In case you are a security professional, you likely already know about the Solarwinds hacking case. In case you aren’t, you can check it here. In a brief, their software was backdoor-ed and distributed to many customers. Here are our thoughts about the case and the associated payloads.
An important aspect to consider in this attack is that the distributed payloads were signed by the attackers on behalf of Solarwinds (see figure below). Most security solutions skip many checks for signed binaries, which might help them to remain undetected for a greater time.
After the breach was identified, detection rules were released to help identifying the payloads related to this attack (as shown in figure below). One can get rules from here.
Despite this tool, identifying all samples might still require an extra effort. We identified 5 samples related to Solarwind (they are available in our collection, check here), but not all of them were detected by the yara rules despite being similar. In other cases, they were not only detected by the yara rules but also reported as similar by similarity hashing functions, as shown in the figure below.
A nice thing about having such detection rules available is that many AVs integrated them into their engines so as to detect these payloads, as shown below for some Virustotal’s AVs.
The bad thing about AVs is that they have a significant response time. We talked about that before in a paper (check it here). At the moment I’m writing, there are companies still deploying their defenses (example here). The impact of time over AVs can be clearly seen in this case by using our analysis platform. As it saves the Virustotal report from the submission time, we can compare the initial detection rate (shown below) with the current one (shown above).
Talking about detection, this attack incident also showcases our claim for more personalized threat detection, more specifically regarding Machine Learning systems. We have been demonstrating that distinct models have distinct bias and this can be clearly seen in this case. In our analysis platform, we have a classifier trained with distinct bias, mainly due to the nature of the malware samples in the training set: Brazilian and World samples. Each one of them is more suitable for a distinct task. In a past analysis of a ransomware sample (check it here).
But now, for Solarwinds’ samples, the situation is the opposite. Only those same classifiers would be able to detect them. Mainly because the characteristics of these samples match the ones those classifiers are used to see in the BR setting. So, please, more diversity in the models!

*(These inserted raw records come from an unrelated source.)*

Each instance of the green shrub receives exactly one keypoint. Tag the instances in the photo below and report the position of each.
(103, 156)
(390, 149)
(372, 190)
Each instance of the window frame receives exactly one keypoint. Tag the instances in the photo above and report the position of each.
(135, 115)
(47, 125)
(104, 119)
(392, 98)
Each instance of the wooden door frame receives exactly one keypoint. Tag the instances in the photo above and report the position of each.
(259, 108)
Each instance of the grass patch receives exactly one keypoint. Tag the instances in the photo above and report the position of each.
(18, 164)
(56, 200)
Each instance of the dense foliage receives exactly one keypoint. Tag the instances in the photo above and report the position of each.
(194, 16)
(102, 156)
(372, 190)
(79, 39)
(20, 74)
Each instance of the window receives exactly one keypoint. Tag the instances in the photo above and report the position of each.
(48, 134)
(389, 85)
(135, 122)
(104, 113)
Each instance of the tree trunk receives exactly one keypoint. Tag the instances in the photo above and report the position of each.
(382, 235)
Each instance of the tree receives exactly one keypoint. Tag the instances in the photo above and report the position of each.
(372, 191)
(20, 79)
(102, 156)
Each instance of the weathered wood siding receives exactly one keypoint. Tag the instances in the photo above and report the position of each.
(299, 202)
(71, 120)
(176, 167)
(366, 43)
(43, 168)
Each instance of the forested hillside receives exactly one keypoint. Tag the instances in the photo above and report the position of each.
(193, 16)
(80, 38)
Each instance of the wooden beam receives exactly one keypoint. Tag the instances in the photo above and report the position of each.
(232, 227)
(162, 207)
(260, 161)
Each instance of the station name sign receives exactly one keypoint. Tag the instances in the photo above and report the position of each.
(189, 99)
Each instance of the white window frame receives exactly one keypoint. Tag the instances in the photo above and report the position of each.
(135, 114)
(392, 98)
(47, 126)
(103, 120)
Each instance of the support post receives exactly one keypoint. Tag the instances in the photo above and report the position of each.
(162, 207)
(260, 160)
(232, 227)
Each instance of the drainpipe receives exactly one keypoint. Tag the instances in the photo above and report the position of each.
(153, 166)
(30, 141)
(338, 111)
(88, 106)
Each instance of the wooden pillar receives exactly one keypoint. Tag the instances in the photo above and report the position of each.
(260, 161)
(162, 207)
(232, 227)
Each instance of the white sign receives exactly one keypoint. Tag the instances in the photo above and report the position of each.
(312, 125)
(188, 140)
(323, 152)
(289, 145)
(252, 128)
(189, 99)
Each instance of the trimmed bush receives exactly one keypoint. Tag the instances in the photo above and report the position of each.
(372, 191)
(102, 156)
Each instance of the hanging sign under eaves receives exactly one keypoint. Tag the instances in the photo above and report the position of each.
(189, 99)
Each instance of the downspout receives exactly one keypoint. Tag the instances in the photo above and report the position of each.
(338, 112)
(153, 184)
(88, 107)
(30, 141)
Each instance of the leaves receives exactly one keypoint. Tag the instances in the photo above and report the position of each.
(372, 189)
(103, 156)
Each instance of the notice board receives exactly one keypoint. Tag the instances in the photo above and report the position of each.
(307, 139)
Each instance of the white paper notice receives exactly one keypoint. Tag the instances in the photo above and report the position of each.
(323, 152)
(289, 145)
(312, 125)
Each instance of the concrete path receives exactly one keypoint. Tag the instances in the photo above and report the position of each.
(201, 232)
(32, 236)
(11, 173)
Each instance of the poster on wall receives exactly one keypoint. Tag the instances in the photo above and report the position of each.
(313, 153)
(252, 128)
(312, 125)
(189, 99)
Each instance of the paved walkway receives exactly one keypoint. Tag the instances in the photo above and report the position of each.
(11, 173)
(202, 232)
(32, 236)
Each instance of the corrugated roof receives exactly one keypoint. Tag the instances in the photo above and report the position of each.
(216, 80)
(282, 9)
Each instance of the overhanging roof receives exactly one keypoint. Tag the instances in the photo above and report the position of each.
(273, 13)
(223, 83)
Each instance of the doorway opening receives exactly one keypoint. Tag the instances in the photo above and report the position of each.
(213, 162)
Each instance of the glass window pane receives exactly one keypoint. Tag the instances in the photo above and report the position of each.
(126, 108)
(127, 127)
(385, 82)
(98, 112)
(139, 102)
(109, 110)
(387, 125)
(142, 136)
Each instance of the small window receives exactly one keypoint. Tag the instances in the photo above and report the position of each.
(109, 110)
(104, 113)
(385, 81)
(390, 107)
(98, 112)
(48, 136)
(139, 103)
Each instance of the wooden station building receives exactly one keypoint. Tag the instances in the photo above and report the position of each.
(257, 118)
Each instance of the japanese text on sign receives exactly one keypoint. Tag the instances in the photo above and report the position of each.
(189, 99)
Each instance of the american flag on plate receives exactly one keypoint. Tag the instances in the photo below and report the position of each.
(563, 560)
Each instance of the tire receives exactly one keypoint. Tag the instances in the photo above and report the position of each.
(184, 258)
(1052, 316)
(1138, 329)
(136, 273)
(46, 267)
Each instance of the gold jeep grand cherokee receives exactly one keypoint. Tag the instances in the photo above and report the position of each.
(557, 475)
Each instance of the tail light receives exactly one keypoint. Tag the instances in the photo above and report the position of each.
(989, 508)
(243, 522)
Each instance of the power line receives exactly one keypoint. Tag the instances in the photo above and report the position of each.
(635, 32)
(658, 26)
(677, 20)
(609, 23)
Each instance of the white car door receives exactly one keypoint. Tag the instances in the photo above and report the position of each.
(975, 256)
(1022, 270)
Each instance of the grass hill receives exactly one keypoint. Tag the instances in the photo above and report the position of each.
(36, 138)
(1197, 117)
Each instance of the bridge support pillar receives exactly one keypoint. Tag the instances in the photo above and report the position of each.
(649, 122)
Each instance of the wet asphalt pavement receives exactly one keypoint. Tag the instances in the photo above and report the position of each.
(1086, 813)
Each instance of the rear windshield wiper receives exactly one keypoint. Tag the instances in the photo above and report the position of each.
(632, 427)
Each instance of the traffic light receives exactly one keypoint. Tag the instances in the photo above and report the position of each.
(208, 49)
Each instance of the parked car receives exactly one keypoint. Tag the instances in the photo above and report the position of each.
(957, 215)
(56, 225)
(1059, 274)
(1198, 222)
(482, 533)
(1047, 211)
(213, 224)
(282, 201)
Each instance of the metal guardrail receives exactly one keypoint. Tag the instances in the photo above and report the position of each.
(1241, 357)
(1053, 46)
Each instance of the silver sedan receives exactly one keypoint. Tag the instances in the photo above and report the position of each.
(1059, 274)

At this point, I was expecting to talk about the sample’s execution, but it happens that they did not produce anything meaningful in our sandbox. When it happens, I often check other solutions to confirm that it was not a sandbox bug. By checking Joebox (report here) We notice that the “Program does not show much activity”. Maybe due to stalling code? It seems the case, according to this. At SECRET, we LOVE automated dynamic analysis, but this case shows that it is not perfect (even though our research goal is to make it each time better).
Well, so let’s focus on static analysis instead. All samples are DLLs compiled from .Net. This might be bad or good. The bad side. If you open it in IDA without any extension, you can’t get much information, since the DLL entry point only jumps to the external runtime handler.
The good side is that .Net binaries can be easily decompiled. So let’s dive into it! Since repeating tasks is boring, I randomly chose one of the payloads to take a better look. As figure below shows, reading code helps a lot, we can identify interesting functions by their name. But that’s not that easy: As you can notice, many strings are obfuscated.
If we dive a little bit more into the obfuscation routine, we discover that what happens in the end is that strings are encoded as b ase64 and thus compressed (deflated). To decode them, the application inflate the data and decode the base64 string. The decoder is present in the application.
I’d like to have a plugin/extension to automatically decode this for me. I really don’t know if this is available on the tool that I used (dnspy). Anyway, I wrote my own decoder. In the above case, the actually retrieved parameters were the following:
Now, we can just repeat this procedure to all other encoded strings and start building the malware puzzle. From here to the end, it is hard to say something new about these samples, they were already extensively analyzed in other blogs/sites/reports, so I will stop here. If you are interested in something else, just let us know!